L’appelant a maintenu son emploi habituel après décembre 2020

[45] Une personne qui a continué à travailler après sa période minimale d’admissibilité peut malgré tout être jugée admissible à une pension d’invalidité du Régime de pensions du Canada. Toutefois, il peut aussi s’agir d’une preuve que son invalidité n’est pas grave.

[46] J’admets que les limitations fonctionnelles de l’appelant avaient une incidence sur certaines de ses tâches. Cependant, je ne suis pas convaincue que ses limitations fonctionnelles l’empêchaient de faire tout type de travail.

[47] L’appelant a importé, restauré et vendu des véhicules. Il n’avait pas d’employés et avait une seule aire de service. Il faisait aussi du [traduction] « travail pour ses clients », pour lequel il demandait de 45 $ à 50 $ de l’heure en main-d’œuvre.

[48] L’appelant a travaillé 15 heures par mois en 2020, et 12 heures par semaine de janvier à juillet 2021. En juillet 2021, il n’a plus été capable, physiquement, de faire son travail habituel de débosselageNote de bas de page 29.

L’appelant n’avait pas des gains véritablement rémunérateurs

[49] Au sens du Règlement sur le Régime de pensions du Canada, une occupation est « véritablement rémunératrice » en fonction de la somme qu’elle procure à la personne durant une année. Si une personne gagne la somme minimale établie, son occupation est considérée comme véritablement rémunératriceNote de bas de page 30.

[50] L’appelant a expliqué que son entreprise n’avait pas un bon rendement. Il dépendait de sa conjointe sur le plan financier.

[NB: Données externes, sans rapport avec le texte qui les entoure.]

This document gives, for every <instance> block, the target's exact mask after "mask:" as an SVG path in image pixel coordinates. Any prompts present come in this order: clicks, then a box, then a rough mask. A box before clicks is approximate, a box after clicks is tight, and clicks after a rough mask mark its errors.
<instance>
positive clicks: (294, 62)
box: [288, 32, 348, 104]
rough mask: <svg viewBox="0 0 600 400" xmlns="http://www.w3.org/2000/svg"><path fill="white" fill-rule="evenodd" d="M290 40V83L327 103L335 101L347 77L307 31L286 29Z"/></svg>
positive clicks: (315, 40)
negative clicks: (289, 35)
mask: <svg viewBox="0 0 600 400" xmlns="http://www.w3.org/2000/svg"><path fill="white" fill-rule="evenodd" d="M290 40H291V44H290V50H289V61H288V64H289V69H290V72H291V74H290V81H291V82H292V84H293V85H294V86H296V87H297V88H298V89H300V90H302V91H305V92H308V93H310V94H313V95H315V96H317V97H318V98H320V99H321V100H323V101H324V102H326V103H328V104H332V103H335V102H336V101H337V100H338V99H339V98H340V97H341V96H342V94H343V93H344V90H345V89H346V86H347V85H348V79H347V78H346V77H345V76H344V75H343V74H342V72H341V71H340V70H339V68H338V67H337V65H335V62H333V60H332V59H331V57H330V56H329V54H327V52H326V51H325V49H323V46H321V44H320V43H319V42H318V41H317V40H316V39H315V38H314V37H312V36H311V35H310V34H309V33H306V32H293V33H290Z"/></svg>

[51] Pendant de nombreuses années, l’appelant n’a pas réalisé de gains véritablement rémunérateurs. Ce facteur, parmi d’autres, est à considérer quand on juge de l’invalidité d’une personne. Toutefois, ici, il ne m’a pas convaincue de la présence d’une invalidité grave en 2020.

[52] Premièrement, le critère n’est pas de savoir si les gains de l’appelant étaient véritablement rémunérateurs. Le critère est de savoir s’il était régulièrement incapable de travailler. Je conclus que non.

[53] Selon ce que l’appelant a raconté, ses revenus d’entreprise témoignent de la rentabilité de son travail. La rentabilité de son entreprise n’est pas pertinente à la question qui nous occupeNote de bas de page 31. Il ne m’a pas expliqué que son faible revenu était attribuable au fait qu’il ne pouvait pas faire le travail avant la fin de 2020.

[54] L’appelant a continué à faire son travail habituel après 2020. Il travaillait seul, et ne profitait donc pas de tâches modifiées ou adaptées grâce à l’aide de collègues.

[55] Je reconnais que le travail manuel exigeant a eu des répercussions sur le corps de l’appelant. Je ne conteste pas le fait qu’il a plusieurs problèmes de santé. Je crois l’appelant lorsqu’il dit qu’il est maintenant incapable de travailler compte tenu de tous ses problèmes de santé réunis.

[56] Toutefois, j’ai conclu que l’appelant n’était pas régulièrement incapable de détenir une occupation véritablement rémunératrice à la fin de 2020, ce qui signifie qu’il n’était pas atteint d’une invalidité grave dans le délai requis.

Conclusion

[57] Je conclus que l’appelant n’est pas admissible à une pension d’invalidité du Régime de pensions du Canada parce que son invalidité n’était pas grave en date du 31 décembre 2020. Puisque l’invalidité doit obligatoirement être grave et prolongée, il ne sert à rien de décider si son invalidité était prolongée.

[58] Par conséquent, l’appel est rejeté.